Have you ever stopped to think about just how little you know?
I’ve got three kids in public school, with two of them being in Middle School. The other night my 8th grader came to me and asked for help with her math homework. So I asked her to bring her laptop, on which she was working on said homework, into my office so I could have a look.
I may as well have been looking at homework written in hieroglyphics.
But as little as I know about eight grade math homework, that’s not the kind of knowing I’m talking about.
I’m talking about big picture. Grand scheme. 30,00 feet. All that jazz.
It can be really tempting, especially in this world of social media where everybody has an opinion about everything, to think there are people that know it all. That have it all figured out. That have cracked the code and are far more enlightened than the rest of us. They’ve read all of the books, listened to all of the podcasts, and watched all of the interviews. When you listen to them talk about anything, it seems like they know everything.
Hear me when I say, as much as they know, they still know absolutely nothing.
According to several studies, we only know ANYTHING about roughly 5% of the universe. The observable universe contains as many as an estimated 2 trillion galaxies, and more stars than there are grains of sand on Earth.
Oh, and that 95% that we know nothing about? It’s expanding. Which means that infinite nothingness is expanding. If you haven’t heard comedian Pete Holmes talk about this, he says it much better than I can (language warning for little ears)
Here on earth, it’s not any better. We’ve explored only 5% of our world’s ocean. You’d think we’d at least get our own house in order, but it doesn’t seem that way. Because that unexplored part has zero visibility, is extremely cold (think a degree or two above freezing) and has enough pressure to kill a human being instantly.
But beyond all of the trivial knowledge that we don’t have, that’s not what I’m interested in. I don’t really care why the pressure at the bottom of the ocean is so great, or how much gravity is sucked into a Black Hole.
The kind of things I want to know are much more close to home.
When I listen to certain songs, why do I feel an ache in my heart that I can’t explain?
When I stood in the Basilica Sacré Coeur in Paris, why was I instantly brought to tears?
Why can I still taste a meal I ate years ago?
Why does my heart melt when my 9 year old makes me a snack?
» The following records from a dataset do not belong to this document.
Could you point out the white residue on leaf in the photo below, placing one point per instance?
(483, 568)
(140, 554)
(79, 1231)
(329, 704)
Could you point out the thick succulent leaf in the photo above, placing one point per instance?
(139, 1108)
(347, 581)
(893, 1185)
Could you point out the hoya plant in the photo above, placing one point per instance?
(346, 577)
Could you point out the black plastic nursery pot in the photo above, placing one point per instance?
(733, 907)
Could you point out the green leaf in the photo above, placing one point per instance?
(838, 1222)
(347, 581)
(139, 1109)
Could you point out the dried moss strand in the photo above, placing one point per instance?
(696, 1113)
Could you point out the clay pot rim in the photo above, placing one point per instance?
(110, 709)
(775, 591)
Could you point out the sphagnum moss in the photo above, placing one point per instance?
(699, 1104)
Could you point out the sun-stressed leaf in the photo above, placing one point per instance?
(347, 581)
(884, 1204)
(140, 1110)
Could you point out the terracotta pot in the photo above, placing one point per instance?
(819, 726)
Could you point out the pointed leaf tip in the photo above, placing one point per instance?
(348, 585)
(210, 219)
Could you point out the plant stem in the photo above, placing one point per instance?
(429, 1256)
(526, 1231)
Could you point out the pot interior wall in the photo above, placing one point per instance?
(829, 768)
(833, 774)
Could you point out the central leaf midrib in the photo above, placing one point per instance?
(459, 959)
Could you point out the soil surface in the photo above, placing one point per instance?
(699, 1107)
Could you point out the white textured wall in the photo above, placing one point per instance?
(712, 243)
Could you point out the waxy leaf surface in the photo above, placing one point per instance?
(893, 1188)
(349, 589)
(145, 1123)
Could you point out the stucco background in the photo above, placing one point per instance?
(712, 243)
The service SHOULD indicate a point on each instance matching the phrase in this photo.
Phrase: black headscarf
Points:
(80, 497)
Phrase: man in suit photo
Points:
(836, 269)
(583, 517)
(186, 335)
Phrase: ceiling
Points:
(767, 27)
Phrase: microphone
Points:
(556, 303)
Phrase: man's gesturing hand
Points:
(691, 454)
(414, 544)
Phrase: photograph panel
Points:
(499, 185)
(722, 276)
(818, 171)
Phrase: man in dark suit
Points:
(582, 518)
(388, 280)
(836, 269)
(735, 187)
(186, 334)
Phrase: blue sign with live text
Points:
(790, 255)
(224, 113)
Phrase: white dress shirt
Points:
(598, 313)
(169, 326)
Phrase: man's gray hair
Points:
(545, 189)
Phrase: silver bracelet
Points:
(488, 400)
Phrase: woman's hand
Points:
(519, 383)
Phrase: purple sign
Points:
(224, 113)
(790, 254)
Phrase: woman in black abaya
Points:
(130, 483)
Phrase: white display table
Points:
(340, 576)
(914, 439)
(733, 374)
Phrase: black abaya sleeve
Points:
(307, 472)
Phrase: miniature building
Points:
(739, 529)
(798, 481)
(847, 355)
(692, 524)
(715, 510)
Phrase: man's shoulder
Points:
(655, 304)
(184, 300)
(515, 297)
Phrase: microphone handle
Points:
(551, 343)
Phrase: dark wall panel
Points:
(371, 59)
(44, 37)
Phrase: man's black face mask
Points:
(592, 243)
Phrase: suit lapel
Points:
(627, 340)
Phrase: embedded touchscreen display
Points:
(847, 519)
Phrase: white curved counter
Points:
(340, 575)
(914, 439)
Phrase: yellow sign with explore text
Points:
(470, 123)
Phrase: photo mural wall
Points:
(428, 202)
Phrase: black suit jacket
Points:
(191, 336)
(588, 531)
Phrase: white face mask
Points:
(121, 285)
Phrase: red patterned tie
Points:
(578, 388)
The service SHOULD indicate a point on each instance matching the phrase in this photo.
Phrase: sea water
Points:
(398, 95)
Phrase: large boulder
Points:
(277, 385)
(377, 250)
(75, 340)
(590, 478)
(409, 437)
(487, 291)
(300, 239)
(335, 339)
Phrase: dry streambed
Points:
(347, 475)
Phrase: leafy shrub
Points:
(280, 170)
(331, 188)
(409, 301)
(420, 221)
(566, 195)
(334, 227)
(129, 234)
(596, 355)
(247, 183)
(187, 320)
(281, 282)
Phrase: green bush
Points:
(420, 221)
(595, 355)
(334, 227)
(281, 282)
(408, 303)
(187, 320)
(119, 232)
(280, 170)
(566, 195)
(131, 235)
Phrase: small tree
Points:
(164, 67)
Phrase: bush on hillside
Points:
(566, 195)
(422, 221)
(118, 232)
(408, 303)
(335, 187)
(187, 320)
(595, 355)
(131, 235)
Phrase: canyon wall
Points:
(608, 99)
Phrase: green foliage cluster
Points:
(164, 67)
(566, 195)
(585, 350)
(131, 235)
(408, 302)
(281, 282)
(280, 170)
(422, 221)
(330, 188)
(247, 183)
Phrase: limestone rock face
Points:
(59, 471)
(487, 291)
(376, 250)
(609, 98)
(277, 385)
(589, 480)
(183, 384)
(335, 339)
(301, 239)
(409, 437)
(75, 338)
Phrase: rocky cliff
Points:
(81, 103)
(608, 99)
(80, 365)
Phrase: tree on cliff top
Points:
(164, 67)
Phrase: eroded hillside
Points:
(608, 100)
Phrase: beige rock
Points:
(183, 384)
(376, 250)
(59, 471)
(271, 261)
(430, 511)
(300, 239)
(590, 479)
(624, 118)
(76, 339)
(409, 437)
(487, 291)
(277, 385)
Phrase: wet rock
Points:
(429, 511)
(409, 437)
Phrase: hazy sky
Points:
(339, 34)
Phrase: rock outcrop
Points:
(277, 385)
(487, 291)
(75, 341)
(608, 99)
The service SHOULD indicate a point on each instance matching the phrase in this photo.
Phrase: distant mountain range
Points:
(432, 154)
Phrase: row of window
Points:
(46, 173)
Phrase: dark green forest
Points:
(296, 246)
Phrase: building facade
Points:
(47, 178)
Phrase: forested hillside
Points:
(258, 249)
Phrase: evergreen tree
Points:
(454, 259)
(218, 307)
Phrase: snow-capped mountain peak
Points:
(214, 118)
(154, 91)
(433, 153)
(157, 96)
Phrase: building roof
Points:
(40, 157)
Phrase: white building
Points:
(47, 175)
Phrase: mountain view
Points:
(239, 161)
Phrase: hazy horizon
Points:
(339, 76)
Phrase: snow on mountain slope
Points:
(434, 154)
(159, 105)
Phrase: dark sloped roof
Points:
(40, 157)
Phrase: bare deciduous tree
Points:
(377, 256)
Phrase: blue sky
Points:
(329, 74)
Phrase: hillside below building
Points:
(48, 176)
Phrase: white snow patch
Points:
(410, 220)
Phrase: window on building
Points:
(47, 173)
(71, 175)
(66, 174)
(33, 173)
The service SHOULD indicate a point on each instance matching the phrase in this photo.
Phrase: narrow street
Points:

I’m sure there are scientific reasons for all of these things, but I think there are also much deeper reasons. Reasons that live somewhere science can’t touch. Reasons that defy logic and rationalization.
These are the things I’m interested in.
These are the things that I want to spend the rest of my life unpacking and discovering.
These are the things that I want to understand, even if it means understanding nothing else.
Because ultimately, these are the only things that matter.
I want to give my life only to the pursuit of things that matter, and resign the rest to mystery and wonder.